Что такое, миленький? – сказала Рина ласково.
Я, наверное, люблю тебя, очень, – сказал я.
Ах вот как, – сказала она еще ласковее.
Закрыв глаза, я подумал, что сейчас расскажу все Рине.
Но, видишь ли, дело в том, что я тебя не люблю, – сказала она.
И знаешь, почему? – сказала она.
Ты полон дерьма, милый, – сказала она.
У тебя была чудесная возможность стать мужчиной моей жизни, – сказала она.
А ты бездарно протрахал ее, – сказала она.
Я возблагодарил свои вялость и трусость, не позволившие мне пойти на признание минутой раньше. Рина продолжала танец на моих костях.
Так что извини, я не готова сейчас поплакать с тобой, обнявшись, как члены клуба анонимных алкоголиков, и продолжить жрать дерьмо, которым ты меня кормишь, – сказала она.
Слишком много унижений, слишком много обид, – сказала она.
Я уже по горло сыта тобой, и не намерена продолжать все это, – сказала она.
Но, конечно, это вовсе не значит развода, – сказала она.

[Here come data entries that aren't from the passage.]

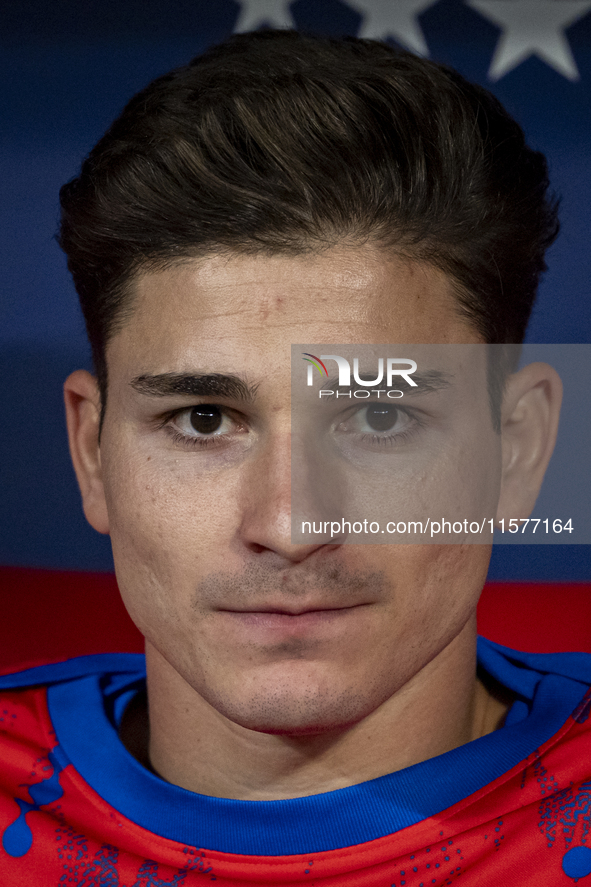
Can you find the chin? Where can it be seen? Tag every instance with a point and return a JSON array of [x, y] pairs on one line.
[[297, 710]]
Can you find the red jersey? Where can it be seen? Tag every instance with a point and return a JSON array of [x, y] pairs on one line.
[[510, 808]]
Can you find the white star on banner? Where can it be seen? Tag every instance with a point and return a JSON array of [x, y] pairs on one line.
[[533, 27], [394, 18], [255, 13]]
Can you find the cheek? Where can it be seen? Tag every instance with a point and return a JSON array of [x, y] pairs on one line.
[[435, 587], [169, 526]]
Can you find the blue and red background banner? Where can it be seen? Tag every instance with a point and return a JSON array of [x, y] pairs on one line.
[[68, 68]]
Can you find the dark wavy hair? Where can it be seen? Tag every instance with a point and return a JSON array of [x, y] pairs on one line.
[[281, 142]]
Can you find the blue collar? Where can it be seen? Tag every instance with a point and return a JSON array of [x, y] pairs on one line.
[[82, 692]]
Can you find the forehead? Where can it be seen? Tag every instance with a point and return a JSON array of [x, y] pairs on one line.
[[219, 307]]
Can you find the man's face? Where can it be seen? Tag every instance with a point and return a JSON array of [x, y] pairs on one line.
[[277, 637]]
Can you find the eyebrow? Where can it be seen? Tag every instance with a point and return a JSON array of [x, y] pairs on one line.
[[430, 380], [225, 385]]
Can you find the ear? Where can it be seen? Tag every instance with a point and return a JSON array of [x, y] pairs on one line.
[[529, 424], [83, 410]]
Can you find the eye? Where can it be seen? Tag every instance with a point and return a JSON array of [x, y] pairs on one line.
[[206, 419], [203, 421], [382, 417], [379, 418]]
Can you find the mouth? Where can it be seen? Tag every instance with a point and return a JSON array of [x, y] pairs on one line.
[[290, 619]]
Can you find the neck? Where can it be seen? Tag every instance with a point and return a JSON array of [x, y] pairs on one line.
[[194, 746]]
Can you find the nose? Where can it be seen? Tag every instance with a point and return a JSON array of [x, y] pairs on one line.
[[283, 482]]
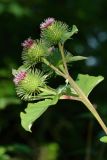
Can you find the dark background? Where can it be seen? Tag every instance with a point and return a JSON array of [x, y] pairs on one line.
[[66, 131]]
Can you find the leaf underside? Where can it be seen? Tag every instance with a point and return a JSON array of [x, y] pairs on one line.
[[34, 111], [87, 83]]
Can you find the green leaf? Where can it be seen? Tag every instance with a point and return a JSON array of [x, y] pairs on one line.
[[103, 139], [34, 111], [87, 83]]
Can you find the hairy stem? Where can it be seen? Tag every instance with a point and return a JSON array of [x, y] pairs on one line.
[[80, 93], [53, 67]]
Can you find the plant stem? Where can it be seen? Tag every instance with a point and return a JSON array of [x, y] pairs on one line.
[[63, 58], [54, 68], [80, 93]]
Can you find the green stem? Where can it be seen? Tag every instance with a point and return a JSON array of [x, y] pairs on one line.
[[63, 58], [80, 93], [53, 67]]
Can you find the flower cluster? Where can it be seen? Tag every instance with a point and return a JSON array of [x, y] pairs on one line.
[[30, 82]]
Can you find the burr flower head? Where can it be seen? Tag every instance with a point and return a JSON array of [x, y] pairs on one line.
[[19, 77], [28, 83], [27, 43], [48, 22], [34, 54]]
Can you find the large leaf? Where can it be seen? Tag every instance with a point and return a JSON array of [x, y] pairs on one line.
[[87, 83], [34, 111]]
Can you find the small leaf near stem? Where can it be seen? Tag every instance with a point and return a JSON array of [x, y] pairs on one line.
[[53, 67], [80, 93]]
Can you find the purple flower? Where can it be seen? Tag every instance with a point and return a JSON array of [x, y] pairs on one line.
[[19, 77], [27, 43], [48, 22]]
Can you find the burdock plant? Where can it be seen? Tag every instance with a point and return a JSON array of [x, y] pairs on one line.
[[32, 83]]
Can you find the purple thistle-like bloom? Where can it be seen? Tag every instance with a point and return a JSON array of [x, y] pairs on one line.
[[48, 22], [27, 43], [19, 77]]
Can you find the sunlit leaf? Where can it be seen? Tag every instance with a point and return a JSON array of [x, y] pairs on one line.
[[87, 83], [34, 111]]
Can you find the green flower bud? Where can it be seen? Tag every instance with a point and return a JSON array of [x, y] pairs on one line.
[[29, 83], [55, 33], [34, 53]]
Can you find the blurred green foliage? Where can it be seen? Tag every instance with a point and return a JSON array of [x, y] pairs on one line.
[[68, 128]]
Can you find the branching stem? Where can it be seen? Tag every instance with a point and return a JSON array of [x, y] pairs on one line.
[[80, 93]]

Если будет развод, я заберу у тебя все, – сказала она.
Бери, конечно, – сказал я.
Она улыбнулась:
Тогда я заберу Юлю.
Что ты имеешь в виду? – сказал я.
Мы любим друг друга, – сказала она, – у нас, если ты еще не понял, роман.
Я рассмеялся. Рассмеялась и она. Мы оба выглядели ужасно самодовольными.

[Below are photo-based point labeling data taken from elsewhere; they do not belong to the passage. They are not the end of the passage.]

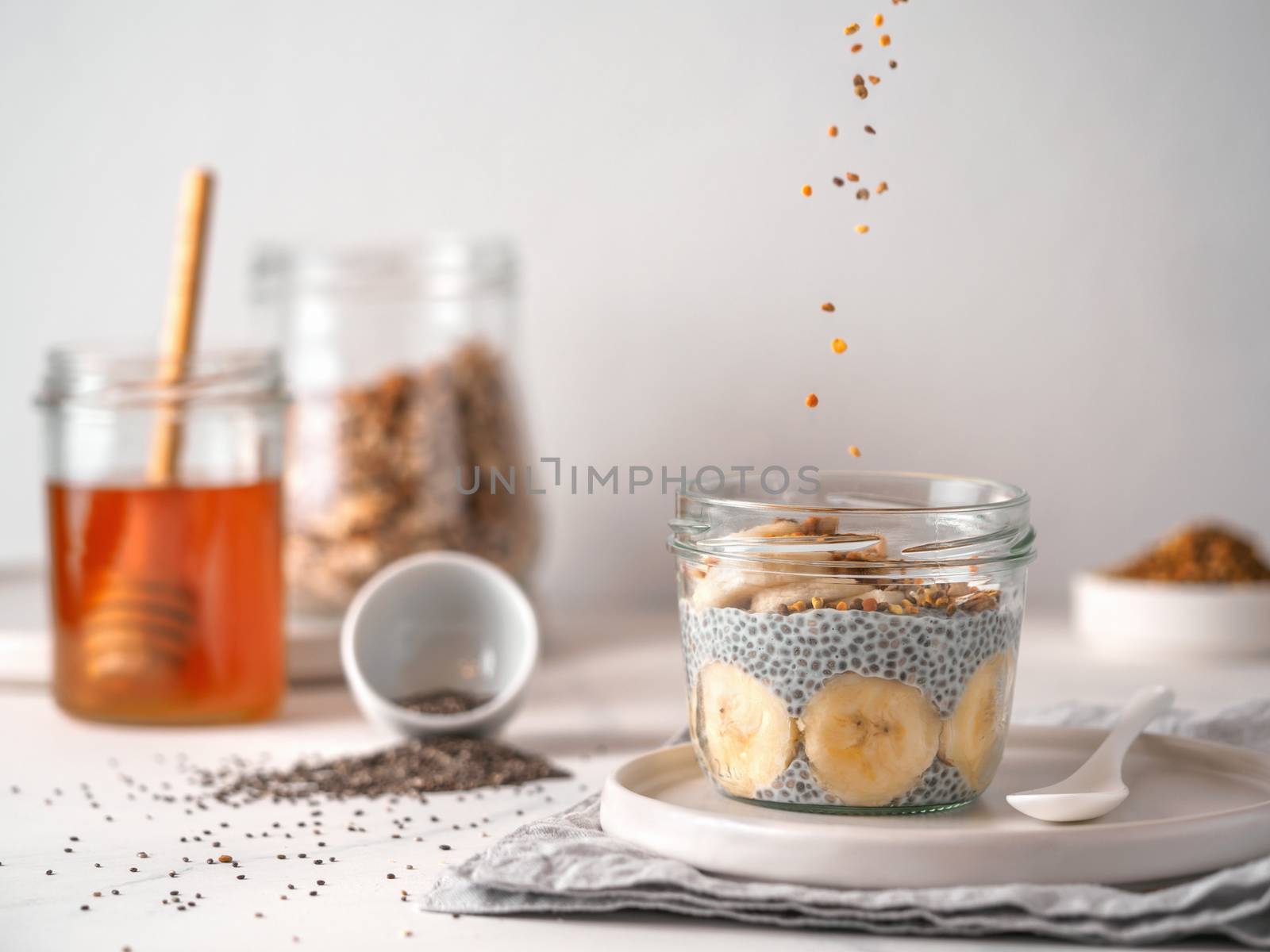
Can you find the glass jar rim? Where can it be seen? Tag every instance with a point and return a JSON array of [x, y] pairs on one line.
[[910, 522], [442, 266], [1010, 494], [114, 374]]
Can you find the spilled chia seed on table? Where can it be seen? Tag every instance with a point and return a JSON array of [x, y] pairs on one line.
[[422, 766]]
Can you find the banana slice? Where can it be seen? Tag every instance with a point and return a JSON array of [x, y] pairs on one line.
[[772, 530], [745, 730], [975, 736], [725, 587], [832, 592], [869, 739]]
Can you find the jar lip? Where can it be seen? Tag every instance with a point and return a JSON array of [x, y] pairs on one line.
[[864, 522], [124, 374], [441, 266], [1013, 495]]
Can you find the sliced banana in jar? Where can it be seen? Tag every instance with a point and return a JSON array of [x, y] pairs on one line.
[[869, 740], [743, 730], [975, 736], [832, 592]]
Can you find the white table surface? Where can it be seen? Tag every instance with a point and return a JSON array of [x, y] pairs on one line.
[[592, 704]]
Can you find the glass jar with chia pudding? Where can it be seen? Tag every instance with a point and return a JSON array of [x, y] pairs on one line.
[[852, 647]]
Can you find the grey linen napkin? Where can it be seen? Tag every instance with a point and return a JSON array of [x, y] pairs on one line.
[[565, 863]]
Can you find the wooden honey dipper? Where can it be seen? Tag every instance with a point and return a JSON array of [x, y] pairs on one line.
[[140, 621]]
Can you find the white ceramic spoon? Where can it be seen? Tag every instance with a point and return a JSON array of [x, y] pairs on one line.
[[1096, 787]]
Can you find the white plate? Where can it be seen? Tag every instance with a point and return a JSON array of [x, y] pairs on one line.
[[1132, 619], [1194, 808]]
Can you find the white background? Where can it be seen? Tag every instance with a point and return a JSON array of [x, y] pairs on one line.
[[1066, 286]]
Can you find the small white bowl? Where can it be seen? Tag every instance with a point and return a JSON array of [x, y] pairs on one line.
[[438, 621], [1138, 620]]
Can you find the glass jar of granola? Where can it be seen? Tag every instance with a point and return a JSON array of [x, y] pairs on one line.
[[851, 647], [397, 363]]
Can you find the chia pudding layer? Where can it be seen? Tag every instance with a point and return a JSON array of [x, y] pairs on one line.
[[869, 696]]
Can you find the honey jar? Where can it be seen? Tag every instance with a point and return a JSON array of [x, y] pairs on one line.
[[167, 592]]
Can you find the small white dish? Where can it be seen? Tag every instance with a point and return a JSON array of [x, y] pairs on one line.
[[1197, 806], [1133, 619], [1098, 786], [438, 621]]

Рина, я встречаюсь с Юлей тайком от тебя вот уже почти год, – сказал я.
У нас роман, и мы решили жить вместе, – сказал я.

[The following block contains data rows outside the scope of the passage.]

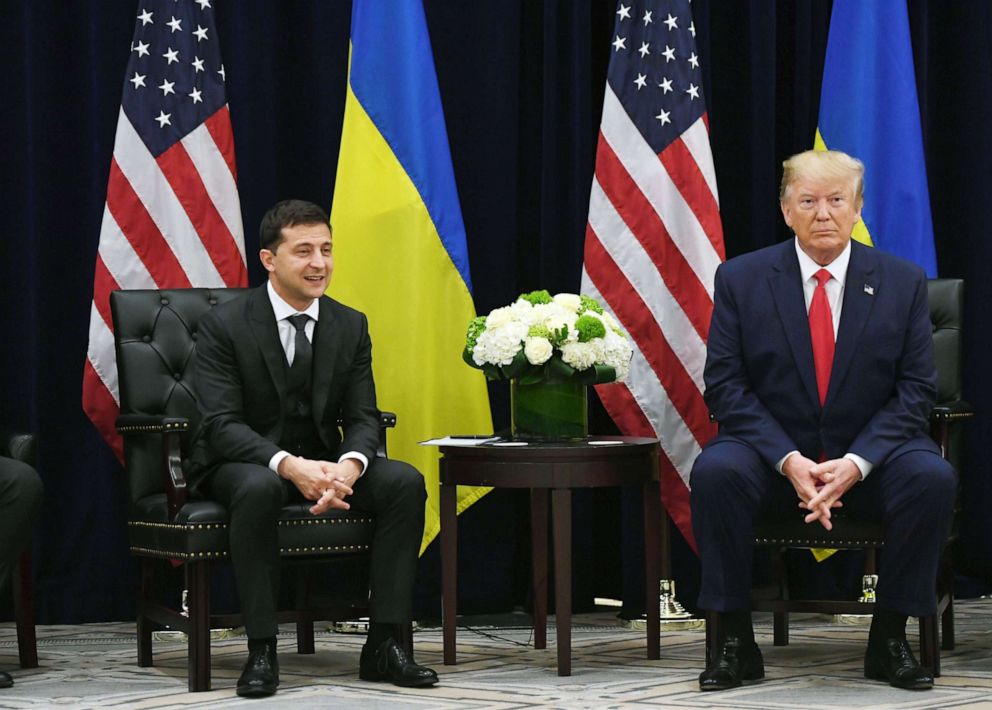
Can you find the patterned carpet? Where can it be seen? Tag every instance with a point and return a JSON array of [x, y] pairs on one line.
[[92, 666]]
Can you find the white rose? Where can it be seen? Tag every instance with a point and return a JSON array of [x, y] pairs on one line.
[[568, 300], [538, 350], [581, 356], [499, 317]]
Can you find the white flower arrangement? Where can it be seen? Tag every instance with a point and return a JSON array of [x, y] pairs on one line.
[[540, 338]]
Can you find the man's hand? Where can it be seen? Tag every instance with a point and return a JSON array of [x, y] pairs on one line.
[[836, 477], [340, 478], [307, 475], [800, 472]]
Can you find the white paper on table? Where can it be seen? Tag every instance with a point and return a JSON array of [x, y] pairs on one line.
[[460, 441]]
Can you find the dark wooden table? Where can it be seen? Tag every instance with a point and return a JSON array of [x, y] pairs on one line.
[[556, 468]]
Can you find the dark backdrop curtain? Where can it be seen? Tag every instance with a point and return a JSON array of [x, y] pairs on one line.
[[522, 85]]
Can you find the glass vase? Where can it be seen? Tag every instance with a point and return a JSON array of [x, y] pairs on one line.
[[549, 412]]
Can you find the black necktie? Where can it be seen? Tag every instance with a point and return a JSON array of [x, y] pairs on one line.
[[303, 359]]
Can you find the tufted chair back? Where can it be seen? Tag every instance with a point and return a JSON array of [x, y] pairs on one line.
[[156, 344]]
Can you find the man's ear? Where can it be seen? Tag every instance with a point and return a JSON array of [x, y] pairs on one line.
[[266, 256]]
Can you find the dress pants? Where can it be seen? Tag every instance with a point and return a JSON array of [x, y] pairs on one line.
[[20, 500], [913, 495], [390, 490]]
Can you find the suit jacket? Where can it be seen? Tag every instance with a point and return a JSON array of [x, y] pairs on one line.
[[240, 381], [760, 380]]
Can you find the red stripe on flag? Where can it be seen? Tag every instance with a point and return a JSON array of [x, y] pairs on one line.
[[142, 233], [640, 217], [628, 306], [620, 404], [103, 284], [689, 180], [101, 408], [217, 239], [219, 126]]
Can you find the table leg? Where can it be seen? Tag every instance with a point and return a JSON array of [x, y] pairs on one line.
[[539, 563], [652, 560], [561, 512], [449, 570]]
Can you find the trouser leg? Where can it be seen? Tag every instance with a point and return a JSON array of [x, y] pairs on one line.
[[253, 496], [21, 495], [729, 485], [394, 493], [915, 493]]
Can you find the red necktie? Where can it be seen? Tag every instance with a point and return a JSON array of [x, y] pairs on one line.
[[821, 331]]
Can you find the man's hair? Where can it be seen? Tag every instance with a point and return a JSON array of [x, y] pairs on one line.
[[287, 213], [824, 165]]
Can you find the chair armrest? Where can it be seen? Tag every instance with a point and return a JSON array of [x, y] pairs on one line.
[[941, 418], [170, 429], [20, 446]]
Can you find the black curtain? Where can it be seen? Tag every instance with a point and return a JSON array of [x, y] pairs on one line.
[[522, 85]]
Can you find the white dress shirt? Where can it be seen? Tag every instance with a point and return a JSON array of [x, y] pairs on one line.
[[287, 337], [835, 297]]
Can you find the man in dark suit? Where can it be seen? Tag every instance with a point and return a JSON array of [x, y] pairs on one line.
[[274, 371], [820, 372], [20, 501]]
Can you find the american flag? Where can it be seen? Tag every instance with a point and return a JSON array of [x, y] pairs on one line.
[[172, 217], [654, 238]]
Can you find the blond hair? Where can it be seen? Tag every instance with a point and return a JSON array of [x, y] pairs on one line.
[[821, 165]]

Когда ты видел ее последний раз? – сказала она.
Полторы недели назад, – сказал я, вспомнив точно.
Чудесно, – вновь улыбнулась она, – а мы с ней виделись неделю назад.
Тогда-то мы и решили пожить вместе, – сказала она.
Экстравагантное решение, – сказал я, чувствуя как рот заполняется чем-то вязким.
Она пожала плечами, и я понял, что Рина говорит правду. Не Юля ли сейчас в бочке, с паникой подумал я. Как плохо, что мне не хватило хладнокровия вымыть лицо девушки, когда я нашел тело. Сейчас, после нескольких дней, что тело проболталось в вине, лицо ее почернело, как трофейная голова туземцев. Разобрать, кто это, сможет лишь зубной врач из полиции. А это последний, к чьей помощи я бы хотел прибегнуть.
Почему же… – сказал я.
Она говорит, ты славный, но на самом деле любит меня, – сказала Рина.
И, знаешь, я, пожалуй, изменю себе, – сказала она.
Попробую с женщиной, – сказала она.
Надо найти Юлю, подумал я. Не может быть, подумал я. Все так и есть, понял я. Признаки такой знакомой паники, нахлынувшей на меня, ни оставляли ни малейшего сомнения: меня вновь бросили, и это вновь стало для меня сюрпризом.